In the case of Explicit Ratings, where one has ratings as a score for example from 1-5, one can calculate those biases for users and products (averages of these bounded scores) and introduce them in the ratings formula. They make sense int his scenario.
The whole point is, depending whether you are in one scenario or the other you can use the biases or not.
On the other hand, your question is about over fitting, for that you can plot training errors with test errors, depending on the size of your data you can have a holdout test data, if the errors differ a lot then you are over fitting.
Another thing is that matrix factorization models usually include regularization terms, see the article posted here, to avoid over fitting.
So I think in your case you are having a different problem the one I mentioned before.

Distance measure for categorical attributes for k-Nearest Neighbor

For my class project, I am working on the Kaggle competition - Don't get kicked
The project is to classify test data as good/bad buy for cars. There are 34 features and the data is highly skewed. I made the following choices:
Since the data is highly skewed, out of 73,000 instances, 64,000 instances are bad buy and only 9,000 instances are good buy. Since building a decision tree would overfit the data, I chose to use kNN - K nearest neighbors.
After trying out kNN, I plan to try out Perceptron and SVM techniques, if kNN doesn't yield good results. Is my understanding about overfitting correct?
Since some features are numeric, I can directly use the Euclid distance as a measure, but there are other attributes which are categorical. To aptly use these features, I need to come up with my own distance measure. I read about Hamming distance, but I am still unclear on how to merge 2 distance measures so that each feature gets equal weight.

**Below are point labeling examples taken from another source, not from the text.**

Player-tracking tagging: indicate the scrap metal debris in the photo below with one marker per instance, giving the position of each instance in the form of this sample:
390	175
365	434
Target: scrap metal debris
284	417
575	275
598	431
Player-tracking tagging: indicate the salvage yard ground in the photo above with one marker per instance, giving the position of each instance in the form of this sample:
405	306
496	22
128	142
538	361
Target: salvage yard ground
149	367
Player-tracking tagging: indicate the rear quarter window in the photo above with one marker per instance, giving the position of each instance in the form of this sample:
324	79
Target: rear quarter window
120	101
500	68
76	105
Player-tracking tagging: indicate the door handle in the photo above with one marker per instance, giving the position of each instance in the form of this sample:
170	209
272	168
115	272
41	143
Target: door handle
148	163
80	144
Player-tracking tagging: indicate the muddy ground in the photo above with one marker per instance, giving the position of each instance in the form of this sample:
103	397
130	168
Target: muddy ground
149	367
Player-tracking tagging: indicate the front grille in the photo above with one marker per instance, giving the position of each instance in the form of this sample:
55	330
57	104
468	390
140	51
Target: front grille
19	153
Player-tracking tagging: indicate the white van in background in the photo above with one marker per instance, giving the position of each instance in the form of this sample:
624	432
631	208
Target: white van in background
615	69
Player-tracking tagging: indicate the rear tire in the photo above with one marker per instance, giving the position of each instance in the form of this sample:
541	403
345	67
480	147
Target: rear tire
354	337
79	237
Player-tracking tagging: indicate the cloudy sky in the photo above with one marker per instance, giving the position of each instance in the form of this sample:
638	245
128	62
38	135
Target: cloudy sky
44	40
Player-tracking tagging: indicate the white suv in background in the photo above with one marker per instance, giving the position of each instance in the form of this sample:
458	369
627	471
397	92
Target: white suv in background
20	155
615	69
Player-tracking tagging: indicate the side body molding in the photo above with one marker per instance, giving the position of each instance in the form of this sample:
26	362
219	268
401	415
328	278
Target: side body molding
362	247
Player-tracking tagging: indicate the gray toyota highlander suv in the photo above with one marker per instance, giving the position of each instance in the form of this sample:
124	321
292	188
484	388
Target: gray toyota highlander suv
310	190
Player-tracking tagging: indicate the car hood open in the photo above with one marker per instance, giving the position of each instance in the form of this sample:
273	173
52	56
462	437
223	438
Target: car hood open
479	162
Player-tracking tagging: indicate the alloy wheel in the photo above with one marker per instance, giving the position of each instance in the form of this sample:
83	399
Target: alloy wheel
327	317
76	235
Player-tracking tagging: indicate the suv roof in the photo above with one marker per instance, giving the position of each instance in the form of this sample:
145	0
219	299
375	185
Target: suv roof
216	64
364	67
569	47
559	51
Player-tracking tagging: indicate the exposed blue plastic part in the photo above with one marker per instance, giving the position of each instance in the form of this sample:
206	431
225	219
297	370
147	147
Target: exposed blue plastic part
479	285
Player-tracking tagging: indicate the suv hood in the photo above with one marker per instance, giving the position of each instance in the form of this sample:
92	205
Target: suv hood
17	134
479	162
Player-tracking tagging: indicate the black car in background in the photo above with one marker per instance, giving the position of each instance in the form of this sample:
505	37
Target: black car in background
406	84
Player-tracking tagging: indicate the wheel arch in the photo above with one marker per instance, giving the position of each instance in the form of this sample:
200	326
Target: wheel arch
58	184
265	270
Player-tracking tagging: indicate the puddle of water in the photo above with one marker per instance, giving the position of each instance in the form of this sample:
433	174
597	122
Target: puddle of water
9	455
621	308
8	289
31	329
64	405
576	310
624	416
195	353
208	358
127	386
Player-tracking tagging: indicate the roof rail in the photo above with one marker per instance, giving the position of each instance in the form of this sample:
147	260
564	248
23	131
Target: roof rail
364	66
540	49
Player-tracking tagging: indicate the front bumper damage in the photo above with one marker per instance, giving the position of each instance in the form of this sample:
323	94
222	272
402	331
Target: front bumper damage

Is there a way to find a good approximate for value of k? I understand that this depends a lot on the use-case and varies per problem. But, if I am taking a simple vote from each neighbor, how much should I set the value of k? I'm currently trying out various values, such as 2,3,10 etc.
I researched around and found these links, but these are not specifically helpful -
a) Metric for nearest neighbor, which says that finding out your own distance measure is equivalent to 'kernelizing', but couldn't make much sense from it.
b) Distance independent approximation of kNN talks about R-trees, M-trees etc. which I believe don't apply to my case.
c) Finding nearest neighbors using Jaccard coeff
Please let me know if you need more information.
Since the data is unbalanced, you should either sample an equal number of good/bad (losing lots of "bad" records), or use an algorithm that can account for this. I think there's an SVM implementation in RapidMiner that does this.
You should use Cross-Validation to avoid overfitting. You might be using the term overfitting incorrectly here though.
You should normalize distances so that they have the same weight. By normalize I mean force to be between 0 and 1. To normalize something, subtract the minimum and divide by the range.
The way to find the optimal value of K is to try all possible values of K (while cross-validating) and chose the value of K with the highest accuracy. If a "good" value of K is fine, then you can use a genetic algorithm or similar to find it. Or you could try K in steps of say 5 or 10, see which K leads to good accuracy (say it's 55), then try steps of 1 near that "good value" (ie 50,51,52...) but this may not be optimal.
I'm looking at the exact same problem.
Regarding the choice of k, it's recommended be an odd value to avoid getting "tie votes".
I hope to expand this answer in the future.